Research Assistant Professor, Bioengineering
- Ph.D., Chemical Engineering, University of Washington
- B.S., University of Texas, Austin
Dr. Lutz’ career began in chemical engineering and turned to bioengineering as a postdoctoral fellow in the NIH funded Microscale Life Sciences Center at the UW. At the Center he studied engineering directed to biological problems. The Center’s vision, that genetically-identical cells do not behave the same way, captured his imagination and shifted his interest more toward biological applications of engineering.
Dr. Lutz went on to Intel Corporation where he worked with a biomedical research team to develop early stage technologies to improve human health. He worked on-site at the Fred Hutchinson Cancer Research Center in collaboration with Dr. Beatrice Knudsen of FHCRC, Dr. Selena Chan of Intel, and an Intel research team to apply Raman nanoparticle probes for multi-target detection in human cancer tissues.

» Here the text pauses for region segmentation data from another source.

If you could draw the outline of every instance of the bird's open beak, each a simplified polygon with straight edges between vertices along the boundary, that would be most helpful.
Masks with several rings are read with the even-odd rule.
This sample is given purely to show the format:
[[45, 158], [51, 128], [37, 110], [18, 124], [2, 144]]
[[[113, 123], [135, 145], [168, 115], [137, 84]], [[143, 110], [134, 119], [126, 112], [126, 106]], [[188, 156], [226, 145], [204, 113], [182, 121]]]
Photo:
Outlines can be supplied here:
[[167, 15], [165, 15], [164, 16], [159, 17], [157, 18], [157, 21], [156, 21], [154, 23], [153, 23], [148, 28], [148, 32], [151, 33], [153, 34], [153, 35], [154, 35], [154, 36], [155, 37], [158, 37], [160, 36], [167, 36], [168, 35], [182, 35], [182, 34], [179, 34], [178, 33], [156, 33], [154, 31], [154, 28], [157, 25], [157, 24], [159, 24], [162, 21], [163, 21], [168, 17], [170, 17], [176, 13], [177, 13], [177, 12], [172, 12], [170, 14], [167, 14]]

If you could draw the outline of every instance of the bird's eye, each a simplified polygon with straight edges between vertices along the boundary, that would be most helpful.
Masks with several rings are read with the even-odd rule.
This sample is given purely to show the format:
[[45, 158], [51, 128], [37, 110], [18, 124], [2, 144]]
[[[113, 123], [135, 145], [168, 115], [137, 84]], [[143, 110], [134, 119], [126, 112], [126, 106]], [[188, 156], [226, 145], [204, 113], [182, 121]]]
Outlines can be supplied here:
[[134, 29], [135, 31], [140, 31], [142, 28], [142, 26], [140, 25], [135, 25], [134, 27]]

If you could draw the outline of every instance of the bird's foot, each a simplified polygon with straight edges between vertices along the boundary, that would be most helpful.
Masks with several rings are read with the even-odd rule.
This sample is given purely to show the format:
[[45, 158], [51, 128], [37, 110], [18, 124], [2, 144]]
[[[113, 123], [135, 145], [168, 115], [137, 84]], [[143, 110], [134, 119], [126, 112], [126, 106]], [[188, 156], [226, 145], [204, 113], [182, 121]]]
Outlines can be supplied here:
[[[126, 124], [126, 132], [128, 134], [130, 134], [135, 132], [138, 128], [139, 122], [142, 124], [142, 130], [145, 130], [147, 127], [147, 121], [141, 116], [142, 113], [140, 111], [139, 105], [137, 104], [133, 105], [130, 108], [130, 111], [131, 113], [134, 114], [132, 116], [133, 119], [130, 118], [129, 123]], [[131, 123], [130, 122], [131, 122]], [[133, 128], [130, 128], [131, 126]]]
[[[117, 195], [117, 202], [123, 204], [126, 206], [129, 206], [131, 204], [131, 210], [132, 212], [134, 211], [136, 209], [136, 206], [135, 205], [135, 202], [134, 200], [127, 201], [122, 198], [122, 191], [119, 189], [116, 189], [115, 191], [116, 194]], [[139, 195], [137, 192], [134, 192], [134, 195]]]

Most recently, Dr. Lutz joined Prof. Paul Yager’s group, where he helped lead the research to develop point-of-care diagnostics for low-resource settings.
Dr. Lutz’ awards include; the American Vacuum Society Young Investigator Award from the AVS International Symposium, the NIH/NHGRI Genome Training Grant from the Department of Genome Sciences, University of Washington, the Charles Tobias Memorial Student Poster Award at the Joint Meeting of the Electromechanical Society and International Society of Electrochemistry and the NSF East Asia and Pacific Institute Fellowship from the Chemistry Department, Tohoku University, Sendai, Japan.